Nothingness is in reality a mirage, in a tripartite sense that it assumes the horizon of perception, represents a reverse image of the real, and is the expression of a desire at the heart of a reality that does not lend itself to it. It vanishes therefore when consciousness seeks to approach and thematise it. 1
The disappearance of the object does not only exclude but also reveals the presence of the world as the background against which all objects appear. 2
This exhibition seeks to develop a conversation between two series or rather two categories of work by artists Patrick Lundberg and Oliver Perkins. Lundberg’s ‘Sets’ and Perkins’ ‘string and dowel works‘. The affiliation between these bodies of work lies broadly in both artist’s co-habitation of a position in painting that seeks to circumvent representation and more precisely, in closely calibrated attempts, to invoke the world through perceptual experience.

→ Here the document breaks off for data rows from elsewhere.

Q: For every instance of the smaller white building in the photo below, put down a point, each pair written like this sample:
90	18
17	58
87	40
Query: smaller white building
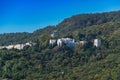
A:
59	42
10	46
52	41
97	42
54	34
67	41
83	42
19	46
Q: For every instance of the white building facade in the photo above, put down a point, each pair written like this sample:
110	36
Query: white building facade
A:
97	42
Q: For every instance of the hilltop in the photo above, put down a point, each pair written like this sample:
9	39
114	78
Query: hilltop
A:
86	62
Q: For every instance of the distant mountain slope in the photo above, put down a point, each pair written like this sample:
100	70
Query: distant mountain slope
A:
48	62
68	26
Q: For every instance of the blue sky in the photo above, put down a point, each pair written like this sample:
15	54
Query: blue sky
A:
29	15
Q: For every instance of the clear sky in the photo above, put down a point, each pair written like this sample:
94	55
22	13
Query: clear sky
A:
29	15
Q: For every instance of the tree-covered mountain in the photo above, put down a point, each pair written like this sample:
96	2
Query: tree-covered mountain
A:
46	62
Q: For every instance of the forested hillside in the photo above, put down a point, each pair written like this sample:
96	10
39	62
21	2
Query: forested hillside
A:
46	62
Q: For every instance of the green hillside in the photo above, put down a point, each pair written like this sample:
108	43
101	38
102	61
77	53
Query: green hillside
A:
44	62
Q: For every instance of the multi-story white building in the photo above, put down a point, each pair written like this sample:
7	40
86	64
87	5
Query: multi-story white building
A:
67	41
97	42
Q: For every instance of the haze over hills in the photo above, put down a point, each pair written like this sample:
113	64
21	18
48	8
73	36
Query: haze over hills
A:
46	62
69	26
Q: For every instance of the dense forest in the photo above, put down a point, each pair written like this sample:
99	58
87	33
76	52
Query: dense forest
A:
46	62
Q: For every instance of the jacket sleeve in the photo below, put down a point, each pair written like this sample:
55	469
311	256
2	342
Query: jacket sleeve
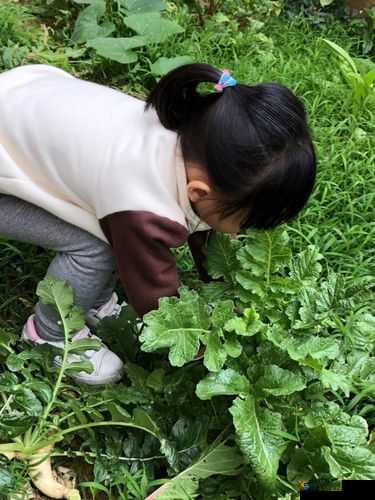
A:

Theirs is not a sceptical reduction of the painted object to its material conditions with the erroneous sense that it is therefore grounded, however infinitesimally, in ‘Reality’. Nor is theirs an attempt to establish transcendental ‘Truths’ through symbolic codification or structural modelling. Rather what they share in is the understanding of a painting as a kind of instrument for looking, or perhaps more ambitiously a receptacle through which the World appears to us negatively, as a swelling, pulsing, humming, untotalizable presence. As a silent constitutive element that for a moment becomes felt and which in music might be referred to as a third tone.
The means for achieving this, arrived at independently in both bodies of work, is to compose with emptiness. A paradigm in which the works operate with reduced material components in order to put emphasis very firmly on the structuring of negative space.
1 Renaud Barbaras, Desire and Distance, translated by Paul B. Milan (Stanford University Press, 2006), 53.2 Ibid., 58-59.